Who, in your group, gets to narrate the dice results? (i.e., the things a player character (not an NPC!) does and how he does it, succeeding or not and why, the whole visual thing...)
The player? The GM? The entire group?
I suggest most groups take a mixed approach, but my question is: Who dominates?

I plan to explain to you in a further post why I asked the question in the first place… Until then, thanks for your contributions!

Stefan

PS: Being from Germany, I apologize for any obstacles you might encounter deciphering my cryptic messages! :-)

I think it adds a lot to the general fun and atmosphere if the players themselves narrate the results (at least when there is a known outcome). But it's very individual, some players can easily do it others not so easily (often people less experienced with roleplaying I'd say). In our group it's often also a collaborative effort with the player who rolled taking the lead with the GM and other players coming with suggestions.

But in the end I think it is the responsibility of the GM to narrate. After all, he has all the information to interpret the results. And, as I wrote above, sometimes it's not possible for the players to do it (e.g. observation checks).

Our GM sometimes just give us the basic result (i.e., "you spot a beastman in the forest") and then let us narrate the specifics ("Dieter has a weird feeling that someone is looking at him with murderous intent. Looking up into the forest he spots a beastman crouching behind a tree stump"). That works nice, and also has the benefit that the player doesn't have to do it, it just adds to the fun if he does.

I [GM] usually end up doing it but would be glad to have each player narrate the results they get.

Usually it falls to me (the GM) to narrate the results in my group.

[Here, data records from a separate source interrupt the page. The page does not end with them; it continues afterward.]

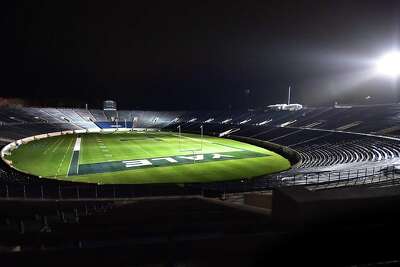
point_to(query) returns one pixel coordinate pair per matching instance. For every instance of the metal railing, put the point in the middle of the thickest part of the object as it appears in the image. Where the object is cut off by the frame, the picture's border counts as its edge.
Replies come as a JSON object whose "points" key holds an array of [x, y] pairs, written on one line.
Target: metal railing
{"points": [[313, 181], [351, 177]]}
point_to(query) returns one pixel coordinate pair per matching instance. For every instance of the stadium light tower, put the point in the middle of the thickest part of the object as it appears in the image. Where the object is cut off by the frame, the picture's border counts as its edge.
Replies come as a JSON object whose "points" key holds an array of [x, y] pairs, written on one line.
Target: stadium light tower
{"points": [[389, 64], [201, 131], [179, 129]]}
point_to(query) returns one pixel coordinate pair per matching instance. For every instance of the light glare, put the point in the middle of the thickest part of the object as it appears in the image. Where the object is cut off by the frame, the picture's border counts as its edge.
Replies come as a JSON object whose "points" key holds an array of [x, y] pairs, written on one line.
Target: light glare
{"points": [[389, 64]]}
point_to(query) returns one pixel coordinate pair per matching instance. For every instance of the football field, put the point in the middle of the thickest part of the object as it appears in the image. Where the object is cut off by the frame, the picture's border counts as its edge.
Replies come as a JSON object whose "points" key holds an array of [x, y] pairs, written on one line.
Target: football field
{"points": [[144, 157]]}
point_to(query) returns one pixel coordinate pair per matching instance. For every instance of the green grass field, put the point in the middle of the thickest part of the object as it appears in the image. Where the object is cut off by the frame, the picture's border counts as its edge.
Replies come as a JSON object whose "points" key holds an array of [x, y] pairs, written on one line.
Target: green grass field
{"points": [[144, 157]]}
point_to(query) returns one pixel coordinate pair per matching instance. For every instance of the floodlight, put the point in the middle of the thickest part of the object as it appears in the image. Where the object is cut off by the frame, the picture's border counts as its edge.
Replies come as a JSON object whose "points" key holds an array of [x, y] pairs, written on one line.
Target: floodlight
{"points": [[389, 64]]}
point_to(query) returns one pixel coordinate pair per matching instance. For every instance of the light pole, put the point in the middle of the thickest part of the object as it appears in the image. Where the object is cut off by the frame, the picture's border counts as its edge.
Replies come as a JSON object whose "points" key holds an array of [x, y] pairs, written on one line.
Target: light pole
{"points": [[179, 130], [201, 133]]}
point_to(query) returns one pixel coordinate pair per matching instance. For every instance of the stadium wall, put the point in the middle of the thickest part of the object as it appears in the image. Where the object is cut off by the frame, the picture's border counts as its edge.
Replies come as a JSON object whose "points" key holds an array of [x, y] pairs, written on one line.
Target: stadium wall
{"points": [[288, 153]]}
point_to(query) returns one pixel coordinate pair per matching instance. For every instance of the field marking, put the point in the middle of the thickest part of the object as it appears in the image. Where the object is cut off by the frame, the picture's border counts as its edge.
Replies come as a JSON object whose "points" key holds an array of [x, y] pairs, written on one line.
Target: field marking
{"points": [[65, 154], [76, 153]]}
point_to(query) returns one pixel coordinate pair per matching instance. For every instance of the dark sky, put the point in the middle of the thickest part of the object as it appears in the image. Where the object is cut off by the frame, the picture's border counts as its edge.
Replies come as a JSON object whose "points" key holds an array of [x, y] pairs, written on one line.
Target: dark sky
{"points": [[195, 54]]}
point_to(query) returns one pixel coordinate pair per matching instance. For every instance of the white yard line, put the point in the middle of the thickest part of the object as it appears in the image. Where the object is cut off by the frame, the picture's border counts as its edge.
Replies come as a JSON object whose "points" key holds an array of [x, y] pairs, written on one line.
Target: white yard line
{"points": [[65, 154]]}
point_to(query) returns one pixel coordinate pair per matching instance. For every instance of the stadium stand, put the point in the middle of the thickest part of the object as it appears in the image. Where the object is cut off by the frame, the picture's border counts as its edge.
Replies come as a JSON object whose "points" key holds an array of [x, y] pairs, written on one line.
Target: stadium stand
{"points": [[344, 151]]}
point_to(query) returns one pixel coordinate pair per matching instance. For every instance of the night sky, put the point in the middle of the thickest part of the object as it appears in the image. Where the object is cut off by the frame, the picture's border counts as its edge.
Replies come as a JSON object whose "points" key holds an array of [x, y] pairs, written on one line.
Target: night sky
{"points": [[196, 54]]}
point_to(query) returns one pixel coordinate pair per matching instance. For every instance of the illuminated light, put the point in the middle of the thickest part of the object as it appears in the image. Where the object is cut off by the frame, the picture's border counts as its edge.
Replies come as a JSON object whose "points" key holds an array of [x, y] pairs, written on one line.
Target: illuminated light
{"points": [[389, 64]]}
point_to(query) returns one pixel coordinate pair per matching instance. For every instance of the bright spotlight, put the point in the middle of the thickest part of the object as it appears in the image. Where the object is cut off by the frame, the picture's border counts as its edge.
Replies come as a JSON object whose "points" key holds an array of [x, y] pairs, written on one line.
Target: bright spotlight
{"points": [[389, 64]]}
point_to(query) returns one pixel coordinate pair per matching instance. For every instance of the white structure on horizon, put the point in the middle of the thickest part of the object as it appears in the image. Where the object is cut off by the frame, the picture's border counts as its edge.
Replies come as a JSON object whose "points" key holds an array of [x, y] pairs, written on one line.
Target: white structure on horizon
{"points": [[288, 106]]}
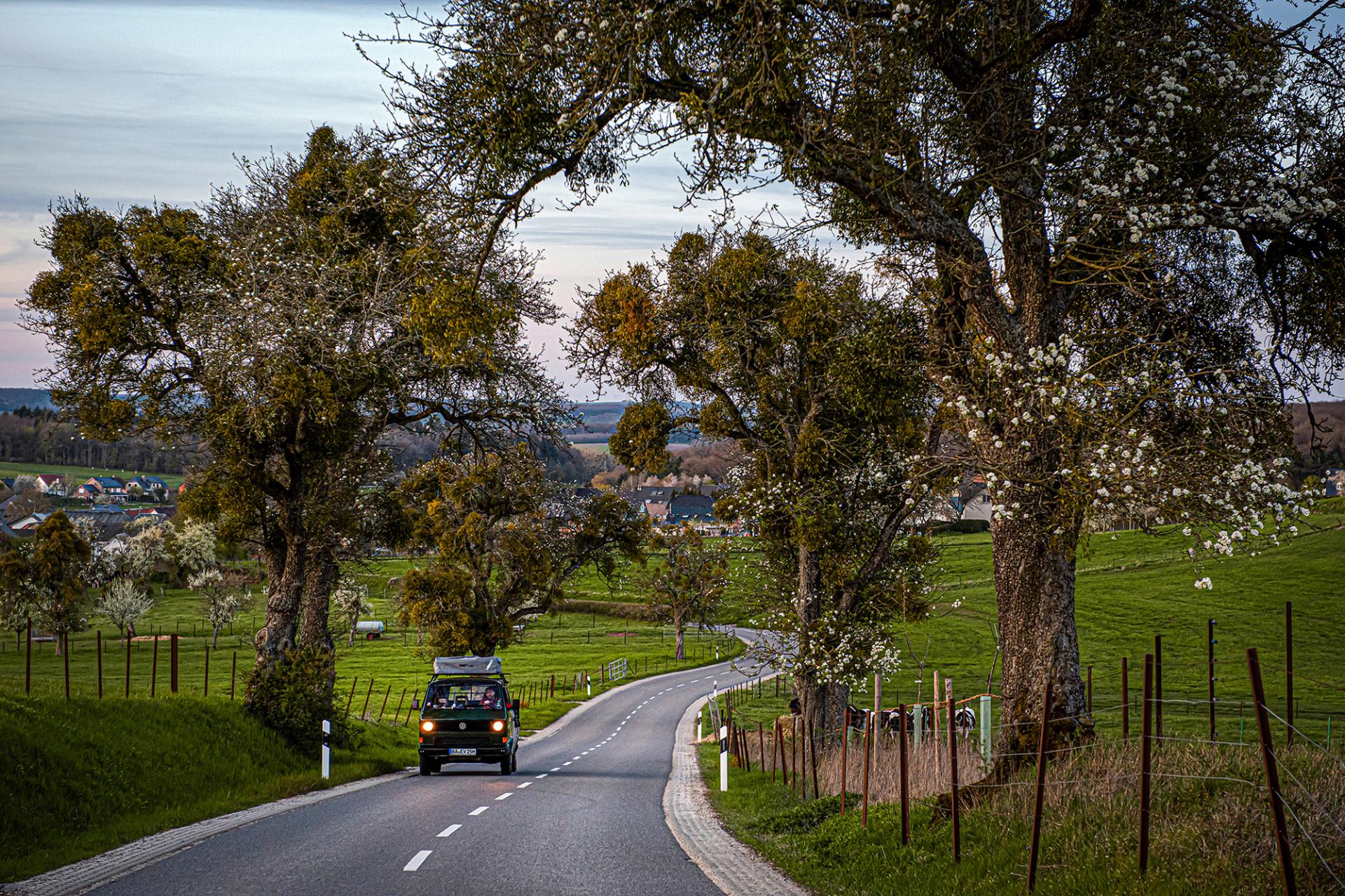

On occasion one of my players will give it a go (often quite well) and I almost always award a fortune point to the party sheet for this to try to encourage them to get more involved with it. Oddly enough, they seem to really enjoy throwing out wicked suggestions for Chaos Stars, going so far as our courier player suggesting that the mechanical effects of his scar critical wound become permanent after he rolled double Chaos Stars and no successes on his Resilience roll to try to heal it.

Well I would have the players come up with a clever way why they failed horribly or succeeded with above average results, but there is a GM for a reason. Being a GM for Dark Heresy too, I find it a lot easier to keep control of the game if you always narrate the results. I would only narrate special cases though, like a failed attempt to solve a puzzle that opens a door to save the players asses. Simple combat tests do not need to be narrated, that gets to time consuming.

At my table, I let the players narrate as often and as much as they can, with input from me and I encourage everyone else to come in with a good idea if they have one. Success is the players' to narrate, and I can nix anything that goes too far, but I usually give them all the leeway I can. I often allow the players to narrate failure too, which can be very interesting - some will screw themselves much worse than I would. What I want ideally is a creative feedback loop. I very often get it.

The WFRP dice system is great for this sort of thing, in a way that just plain old numbered dice are not. We all enjoy reading and interpreting the results of the rolls.